Alekz Thoms ’20 is on a mission to make art without creating waste. From our shared screen over a Google Meet interview, Thoms held up a batch of paper they had made from cardboard cereal and soda boxes. I could not help but be in awe of their passion for sustainable art and, even more, the patience that must have been required for the whole process.
But when it comes to their art, it became very clear to me that for Thoms, there is no need to rush the creating process — nor was there a rush to leave St. Olaf just yet. The Fifth-Year Emerging Artist applied to the program because they were not ready to part with the supportive community they had found within the art department.
“While I can make art anywhere, it’s just nice to have people that know me and know the art I make and know my life and are able to give me criticism in that way,” Thoms said.
Working from home in North Dakota, they have still been able to maintain communication with the art department and get a sense of what everybody is up to on campus as well as the support they need for their projects.
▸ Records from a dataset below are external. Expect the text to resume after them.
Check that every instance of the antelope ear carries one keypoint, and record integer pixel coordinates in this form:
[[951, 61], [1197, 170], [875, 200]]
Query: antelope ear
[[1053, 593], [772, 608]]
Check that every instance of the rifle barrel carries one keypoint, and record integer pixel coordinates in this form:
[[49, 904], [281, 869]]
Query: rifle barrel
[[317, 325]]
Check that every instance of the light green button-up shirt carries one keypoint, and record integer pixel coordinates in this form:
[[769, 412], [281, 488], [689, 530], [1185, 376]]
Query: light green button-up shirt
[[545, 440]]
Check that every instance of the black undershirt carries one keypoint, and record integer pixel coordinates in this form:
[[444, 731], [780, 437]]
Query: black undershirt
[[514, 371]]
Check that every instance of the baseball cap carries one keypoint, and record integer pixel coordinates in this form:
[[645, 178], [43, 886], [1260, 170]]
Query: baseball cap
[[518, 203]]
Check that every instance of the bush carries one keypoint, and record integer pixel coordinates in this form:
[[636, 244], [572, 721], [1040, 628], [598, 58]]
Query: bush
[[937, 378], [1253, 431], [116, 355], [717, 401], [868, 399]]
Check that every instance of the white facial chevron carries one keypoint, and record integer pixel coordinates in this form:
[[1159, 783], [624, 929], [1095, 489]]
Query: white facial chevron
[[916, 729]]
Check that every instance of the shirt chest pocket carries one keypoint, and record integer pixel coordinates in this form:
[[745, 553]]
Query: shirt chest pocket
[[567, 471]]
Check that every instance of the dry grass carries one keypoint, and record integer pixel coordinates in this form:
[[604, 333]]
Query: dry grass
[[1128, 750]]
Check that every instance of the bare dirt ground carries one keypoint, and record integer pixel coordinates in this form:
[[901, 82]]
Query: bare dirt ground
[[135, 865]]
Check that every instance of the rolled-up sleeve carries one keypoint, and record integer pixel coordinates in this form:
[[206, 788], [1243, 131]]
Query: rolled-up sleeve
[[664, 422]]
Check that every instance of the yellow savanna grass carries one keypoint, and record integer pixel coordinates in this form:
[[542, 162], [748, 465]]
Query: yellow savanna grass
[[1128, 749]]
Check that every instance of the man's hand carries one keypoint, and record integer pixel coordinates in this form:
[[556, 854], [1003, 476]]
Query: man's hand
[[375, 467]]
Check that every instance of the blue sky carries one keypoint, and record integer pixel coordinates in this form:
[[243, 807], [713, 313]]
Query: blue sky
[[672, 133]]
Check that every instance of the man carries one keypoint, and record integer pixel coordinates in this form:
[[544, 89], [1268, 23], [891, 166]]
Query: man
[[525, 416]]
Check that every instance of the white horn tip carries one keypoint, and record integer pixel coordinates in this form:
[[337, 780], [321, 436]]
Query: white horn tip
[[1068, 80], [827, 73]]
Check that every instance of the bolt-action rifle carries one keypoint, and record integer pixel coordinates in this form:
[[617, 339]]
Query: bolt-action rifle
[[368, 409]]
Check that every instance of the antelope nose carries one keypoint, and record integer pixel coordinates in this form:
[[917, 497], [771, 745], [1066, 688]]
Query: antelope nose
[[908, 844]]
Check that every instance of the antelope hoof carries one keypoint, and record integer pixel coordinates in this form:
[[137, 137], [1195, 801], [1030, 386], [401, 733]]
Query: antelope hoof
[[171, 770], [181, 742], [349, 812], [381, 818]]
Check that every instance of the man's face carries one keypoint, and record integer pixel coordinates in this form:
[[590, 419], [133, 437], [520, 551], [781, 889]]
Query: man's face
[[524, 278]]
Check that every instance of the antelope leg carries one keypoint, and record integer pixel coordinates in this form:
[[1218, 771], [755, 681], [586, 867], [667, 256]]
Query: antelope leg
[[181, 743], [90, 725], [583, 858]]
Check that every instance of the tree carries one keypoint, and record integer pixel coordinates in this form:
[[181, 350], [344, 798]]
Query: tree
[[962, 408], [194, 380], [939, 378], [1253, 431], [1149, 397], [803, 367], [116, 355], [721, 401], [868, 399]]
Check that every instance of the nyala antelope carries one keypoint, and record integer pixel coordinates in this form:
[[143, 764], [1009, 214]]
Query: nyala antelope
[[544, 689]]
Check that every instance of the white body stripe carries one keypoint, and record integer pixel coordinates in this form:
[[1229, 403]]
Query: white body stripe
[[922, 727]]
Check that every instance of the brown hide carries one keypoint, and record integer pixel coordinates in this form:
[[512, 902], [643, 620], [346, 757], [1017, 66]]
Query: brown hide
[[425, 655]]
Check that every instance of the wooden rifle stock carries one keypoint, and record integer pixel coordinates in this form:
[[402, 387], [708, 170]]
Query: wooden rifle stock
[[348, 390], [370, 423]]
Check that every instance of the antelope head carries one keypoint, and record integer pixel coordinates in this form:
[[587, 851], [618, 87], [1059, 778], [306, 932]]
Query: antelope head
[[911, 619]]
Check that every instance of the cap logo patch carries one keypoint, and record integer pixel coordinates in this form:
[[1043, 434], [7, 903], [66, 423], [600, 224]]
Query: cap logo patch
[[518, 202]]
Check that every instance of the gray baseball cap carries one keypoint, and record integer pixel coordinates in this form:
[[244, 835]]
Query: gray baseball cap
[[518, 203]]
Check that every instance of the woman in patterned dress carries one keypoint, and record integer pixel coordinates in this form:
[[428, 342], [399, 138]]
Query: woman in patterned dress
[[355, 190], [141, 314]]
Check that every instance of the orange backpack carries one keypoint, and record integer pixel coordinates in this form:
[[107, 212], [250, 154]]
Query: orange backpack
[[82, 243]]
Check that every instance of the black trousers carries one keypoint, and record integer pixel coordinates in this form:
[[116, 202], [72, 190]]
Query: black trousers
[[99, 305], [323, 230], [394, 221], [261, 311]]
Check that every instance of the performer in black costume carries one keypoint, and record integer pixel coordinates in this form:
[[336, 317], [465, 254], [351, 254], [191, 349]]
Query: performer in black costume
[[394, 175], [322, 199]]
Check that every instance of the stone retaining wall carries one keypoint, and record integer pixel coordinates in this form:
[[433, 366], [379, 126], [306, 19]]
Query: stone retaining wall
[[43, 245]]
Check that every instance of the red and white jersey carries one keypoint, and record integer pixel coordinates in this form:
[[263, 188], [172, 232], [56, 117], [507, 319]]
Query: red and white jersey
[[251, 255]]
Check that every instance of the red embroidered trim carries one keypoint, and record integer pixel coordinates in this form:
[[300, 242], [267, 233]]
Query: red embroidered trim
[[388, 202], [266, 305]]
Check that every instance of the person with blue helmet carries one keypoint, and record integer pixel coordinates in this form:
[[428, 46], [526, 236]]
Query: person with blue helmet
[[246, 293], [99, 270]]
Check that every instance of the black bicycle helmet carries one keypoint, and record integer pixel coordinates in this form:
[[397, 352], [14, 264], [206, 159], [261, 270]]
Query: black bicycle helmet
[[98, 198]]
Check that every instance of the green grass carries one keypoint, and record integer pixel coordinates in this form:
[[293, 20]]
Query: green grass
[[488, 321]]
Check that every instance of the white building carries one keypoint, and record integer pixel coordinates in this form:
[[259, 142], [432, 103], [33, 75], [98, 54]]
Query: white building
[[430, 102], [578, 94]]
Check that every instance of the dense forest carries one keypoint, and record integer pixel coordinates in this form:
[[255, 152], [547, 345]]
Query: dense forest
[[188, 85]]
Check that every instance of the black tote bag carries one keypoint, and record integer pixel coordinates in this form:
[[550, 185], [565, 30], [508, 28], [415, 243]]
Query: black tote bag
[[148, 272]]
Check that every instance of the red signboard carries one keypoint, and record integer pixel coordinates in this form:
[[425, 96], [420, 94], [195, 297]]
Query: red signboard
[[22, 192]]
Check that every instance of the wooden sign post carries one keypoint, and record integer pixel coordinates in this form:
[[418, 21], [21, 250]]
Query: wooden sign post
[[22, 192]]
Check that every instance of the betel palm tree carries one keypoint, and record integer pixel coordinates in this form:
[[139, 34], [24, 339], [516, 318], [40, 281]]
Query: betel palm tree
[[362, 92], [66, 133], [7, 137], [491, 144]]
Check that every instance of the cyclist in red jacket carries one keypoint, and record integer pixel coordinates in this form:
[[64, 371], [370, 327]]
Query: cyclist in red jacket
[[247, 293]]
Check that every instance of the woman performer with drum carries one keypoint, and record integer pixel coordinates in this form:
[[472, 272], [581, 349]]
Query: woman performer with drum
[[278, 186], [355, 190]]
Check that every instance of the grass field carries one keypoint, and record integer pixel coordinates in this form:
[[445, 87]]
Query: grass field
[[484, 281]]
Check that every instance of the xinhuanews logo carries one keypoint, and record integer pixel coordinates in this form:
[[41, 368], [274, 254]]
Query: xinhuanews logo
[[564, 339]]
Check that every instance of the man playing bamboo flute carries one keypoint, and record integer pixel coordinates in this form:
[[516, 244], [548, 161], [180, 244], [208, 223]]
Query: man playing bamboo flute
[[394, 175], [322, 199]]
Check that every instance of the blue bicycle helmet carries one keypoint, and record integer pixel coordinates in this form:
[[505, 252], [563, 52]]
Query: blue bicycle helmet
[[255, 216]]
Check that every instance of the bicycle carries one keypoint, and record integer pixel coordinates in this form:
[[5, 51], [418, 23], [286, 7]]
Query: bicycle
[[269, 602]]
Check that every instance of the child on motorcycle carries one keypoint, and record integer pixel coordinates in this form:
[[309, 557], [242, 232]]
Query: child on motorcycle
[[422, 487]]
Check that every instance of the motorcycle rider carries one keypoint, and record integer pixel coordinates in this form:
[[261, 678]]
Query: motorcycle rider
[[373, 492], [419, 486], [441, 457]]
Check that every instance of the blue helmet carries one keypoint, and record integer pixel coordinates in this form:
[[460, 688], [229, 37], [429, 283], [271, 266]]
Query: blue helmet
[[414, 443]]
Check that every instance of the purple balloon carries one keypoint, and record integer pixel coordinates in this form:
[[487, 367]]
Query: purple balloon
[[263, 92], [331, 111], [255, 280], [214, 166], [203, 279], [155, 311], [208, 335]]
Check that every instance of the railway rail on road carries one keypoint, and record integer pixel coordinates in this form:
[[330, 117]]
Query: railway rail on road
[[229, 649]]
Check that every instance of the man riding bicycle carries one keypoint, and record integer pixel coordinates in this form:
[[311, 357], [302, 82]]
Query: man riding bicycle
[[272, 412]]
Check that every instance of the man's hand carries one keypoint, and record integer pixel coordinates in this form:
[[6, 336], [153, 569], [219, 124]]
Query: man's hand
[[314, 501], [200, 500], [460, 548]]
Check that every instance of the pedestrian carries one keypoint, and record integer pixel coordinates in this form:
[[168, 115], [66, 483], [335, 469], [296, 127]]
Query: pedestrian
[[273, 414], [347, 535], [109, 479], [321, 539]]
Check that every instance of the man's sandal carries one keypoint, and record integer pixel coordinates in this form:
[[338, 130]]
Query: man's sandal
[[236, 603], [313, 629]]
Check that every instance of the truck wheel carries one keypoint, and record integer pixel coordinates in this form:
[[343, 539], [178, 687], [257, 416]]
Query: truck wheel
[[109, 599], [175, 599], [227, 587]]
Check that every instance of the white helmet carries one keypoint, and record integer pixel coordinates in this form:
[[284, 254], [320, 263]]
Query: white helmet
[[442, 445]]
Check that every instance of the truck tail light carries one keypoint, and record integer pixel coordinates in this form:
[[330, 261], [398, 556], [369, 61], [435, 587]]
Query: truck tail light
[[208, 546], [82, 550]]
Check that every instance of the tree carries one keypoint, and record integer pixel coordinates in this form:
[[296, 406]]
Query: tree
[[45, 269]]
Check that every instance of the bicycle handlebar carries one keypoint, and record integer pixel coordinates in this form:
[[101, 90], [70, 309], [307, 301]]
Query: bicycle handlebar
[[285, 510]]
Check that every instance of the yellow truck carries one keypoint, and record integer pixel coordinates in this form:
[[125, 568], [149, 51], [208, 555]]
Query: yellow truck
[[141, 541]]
Apart from making paper, Thoms has also been making their own paint, keeping an open eye to their landscape and collecting anything from rocks, plants and clay from the river banks to make paint pigments.
“It’s not like a project in itself where I am creating a piece, but more so, exploring the art that I can make with the land,” Thoms said.
Thoms expressed their concern with the gatekeeping of supplies and techniques that tends to characterise the arts, particularly with the making of art materials. After tallying up the cost for getting conventional paint making material, Thoms noted it would have cost around $250.
“But I found a glass cup from the thrift store for fifty cents and used some tools that were just from the store,” Thoms said. Thoms wants to share with people that art is so much more accessible than it has been made out to be.
“ For me art is very much about sharing. I create things to share. Even if I am making a portrait painting, the creation is to share with other people the way I view something,” Thoms explained, “gift giving is my love language — I am always making things to give to other people.”
Thoms’ passion to share their growing knowledge on making paint with other people not only shows their commitment to making knowledge accessible within the artmaking but also truly speaks to how much community is centred in their art journey.